In an interview with Esquire, which premiered the song, the singer chuckled about the idea that he typically writes dark material. “People say, ‘Why do you write gloomy stuff?’ And I always go, ‘Next!'” he said with a laugh. “Or I go, ‘You don’t get to choose what you paint. If you have a vision, you fucking paint it, and you just be very, very glad that you had a fucking thought that was cogent in some way.'”
He also shared some thoughts on what he felt to be failures in his career, singling out the final record he recorded with Pink Floyd, 1983’s The Final Cut. “There’s some stuff about the production of that album that I think are a bit clunky and heavy-handed,” he said. “I don’t love the drum sound and, if I could do it again, I would be much more naturalistic in terms of the way things are constructed. I would not try to make this thing that has these huge dynamics in it.”

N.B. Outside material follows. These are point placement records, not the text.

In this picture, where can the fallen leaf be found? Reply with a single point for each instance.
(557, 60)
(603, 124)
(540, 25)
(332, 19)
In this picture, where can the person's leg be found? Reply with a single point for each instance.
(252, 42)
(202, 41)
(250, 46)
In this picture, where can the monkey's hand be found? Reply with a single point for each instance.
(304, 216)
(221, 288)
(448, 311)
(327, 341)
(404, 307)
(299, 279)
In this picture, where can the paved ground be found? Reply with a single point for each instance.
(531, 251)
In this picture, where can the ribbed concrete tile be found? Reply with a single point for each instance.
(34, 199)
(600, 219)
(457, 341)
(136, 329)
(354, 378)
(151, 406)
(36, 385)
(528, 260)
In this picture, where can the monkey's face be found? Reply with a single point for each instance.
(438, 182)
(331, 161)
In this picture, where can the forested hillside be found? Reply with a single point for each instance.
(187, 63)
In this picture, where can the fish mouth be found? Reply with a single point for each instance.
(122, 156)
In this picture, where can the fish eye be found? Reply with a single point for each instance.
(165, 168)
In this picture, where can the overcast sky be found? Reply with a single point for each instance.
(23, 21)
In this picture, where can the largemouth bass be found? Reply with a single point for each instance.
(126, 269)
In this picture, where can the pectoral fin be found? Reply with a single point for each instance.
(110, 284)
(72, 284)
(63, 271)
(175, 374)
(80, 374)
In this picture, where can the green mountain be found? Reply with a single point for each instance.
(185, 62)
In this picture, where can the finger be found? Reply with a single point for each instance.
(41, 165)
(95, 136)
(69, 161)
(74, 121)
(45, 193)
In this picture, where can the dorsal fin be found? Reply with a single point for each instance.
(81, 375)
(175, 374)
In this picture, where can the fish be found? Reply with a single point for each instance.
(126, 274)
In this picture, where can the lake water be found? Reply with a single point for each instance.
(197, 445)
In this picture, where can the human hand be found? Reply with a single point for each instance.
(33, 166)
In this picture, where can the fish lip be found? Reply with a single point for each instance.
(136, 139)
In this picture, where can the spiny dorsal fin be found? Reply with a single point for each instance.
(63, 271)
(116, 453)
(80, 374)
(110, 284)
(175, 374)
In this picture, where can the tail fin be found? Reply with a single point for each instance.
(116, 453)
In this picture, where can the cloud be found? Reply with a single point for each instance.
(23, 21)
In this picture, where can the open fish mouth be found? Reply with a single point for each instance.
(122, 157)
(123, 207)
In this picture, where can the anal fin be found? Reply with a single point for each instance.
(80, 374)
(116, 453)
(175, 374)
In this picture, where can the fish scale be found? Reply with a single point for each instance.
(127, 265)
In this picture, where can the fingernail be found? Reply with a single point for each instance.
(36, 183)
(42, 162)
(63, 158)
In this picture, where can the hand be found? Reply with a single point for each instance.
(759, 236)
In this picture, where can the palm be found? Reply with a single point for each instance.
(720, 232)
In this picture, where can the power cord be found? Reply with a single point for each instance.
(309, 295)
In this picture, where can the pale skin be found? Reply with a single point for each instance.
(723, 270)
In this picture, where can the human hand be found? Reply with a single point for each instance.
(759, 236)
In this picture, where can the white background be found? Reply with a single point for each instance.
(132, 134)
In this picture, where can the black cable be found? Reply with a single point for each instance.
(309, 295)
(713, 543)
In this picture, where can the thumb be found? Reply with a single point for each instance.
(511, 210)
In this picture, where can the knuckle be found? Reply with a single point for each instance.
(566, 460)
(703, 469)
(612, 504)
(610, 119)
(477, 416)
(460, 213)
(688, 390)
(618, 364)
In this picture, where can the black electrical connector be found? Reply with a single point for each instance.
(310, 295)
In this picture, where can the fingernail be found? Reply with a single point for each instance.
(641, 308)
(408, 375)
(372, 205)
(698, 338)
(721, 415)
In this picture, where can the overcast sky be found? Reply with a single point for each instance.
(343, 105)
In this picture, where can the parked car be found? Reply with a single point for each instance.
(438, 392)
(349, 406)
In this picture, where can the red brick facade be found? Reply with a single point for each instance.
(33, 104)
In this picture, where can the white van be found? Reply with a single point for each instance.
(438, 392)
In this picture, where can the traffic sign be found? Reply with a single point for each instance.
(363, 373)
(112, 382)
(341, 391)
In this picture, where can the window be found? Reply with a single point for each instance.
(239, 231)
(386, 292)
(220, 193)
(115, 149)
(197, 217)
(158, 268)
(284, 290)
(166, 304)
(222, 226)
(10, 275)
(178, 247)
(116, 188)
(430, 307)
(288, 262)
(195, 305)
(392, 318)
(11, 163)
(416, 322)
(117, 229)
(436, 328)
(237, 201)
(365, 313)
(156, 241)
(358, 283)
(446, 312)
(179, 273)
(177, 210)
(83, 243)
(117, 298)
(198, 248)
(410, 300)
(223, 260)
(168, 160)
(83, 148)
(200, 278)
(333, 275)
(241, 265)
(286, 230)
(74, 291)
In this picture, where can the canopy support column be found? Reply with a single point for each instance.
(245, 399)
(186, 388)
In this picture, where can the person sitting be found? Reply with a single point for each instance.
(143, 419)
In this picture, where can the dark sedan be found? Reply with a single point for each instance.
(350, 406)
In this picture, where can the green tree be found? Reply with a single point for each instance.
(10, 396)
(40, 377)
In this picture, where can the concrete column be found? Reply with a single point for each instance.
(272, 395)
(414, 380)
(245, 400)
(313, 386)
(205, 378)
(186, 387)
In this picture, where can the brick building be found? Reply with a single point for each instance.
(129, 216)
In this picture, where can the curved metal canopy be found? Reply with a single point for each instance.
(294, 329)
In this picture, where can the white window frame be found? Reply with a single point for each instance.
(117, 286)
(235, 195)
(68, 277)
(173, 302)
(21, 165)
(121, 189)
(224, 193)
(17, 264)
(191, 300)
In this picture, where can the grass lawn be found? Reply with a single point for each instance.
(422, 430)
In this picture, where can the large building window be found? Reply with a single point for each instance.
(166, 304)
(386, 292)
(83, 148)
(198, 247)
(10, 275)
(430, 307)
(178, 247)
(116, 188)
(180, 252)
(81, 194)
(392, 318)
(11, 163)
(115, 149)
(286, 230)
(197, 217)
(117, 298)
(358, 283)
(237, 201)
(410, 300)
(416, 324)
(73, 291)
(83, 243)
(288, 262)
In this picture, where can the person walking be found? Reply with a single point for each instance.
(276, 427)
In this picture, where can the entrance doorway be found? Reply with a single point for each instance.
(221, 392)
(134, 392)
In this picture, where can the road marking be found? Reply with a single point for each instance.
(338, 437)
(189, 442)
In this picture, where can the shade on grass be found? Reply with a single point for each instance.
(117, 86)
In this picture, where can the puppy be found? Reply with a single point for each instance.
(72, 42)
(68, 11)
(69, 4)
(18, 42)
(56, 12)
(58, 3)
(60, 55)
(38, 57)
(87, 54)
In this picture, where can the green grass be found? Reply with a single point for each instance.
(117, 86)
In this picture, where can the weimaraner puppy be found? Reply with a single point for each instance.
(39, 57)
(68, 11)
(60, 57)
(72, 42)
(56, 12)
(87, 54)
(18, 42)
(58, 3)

One thing that hasn’t changed for Waters over the years is the general meaning behind The Wall. “The context changes, but the story remains the same,” he told Rolling Stone in September. “If people see this movie, what I hope is that that they may look at one another and go, ‘You know what? We are a community, and we are many. There are a lot of us.'”
The Roger Waters The Wall soundtrack, produced by frequent Radiohead collaborator Nigel Godrich, features concert recordings from around the world on his massive staging of the double-album between 2010 and 2013.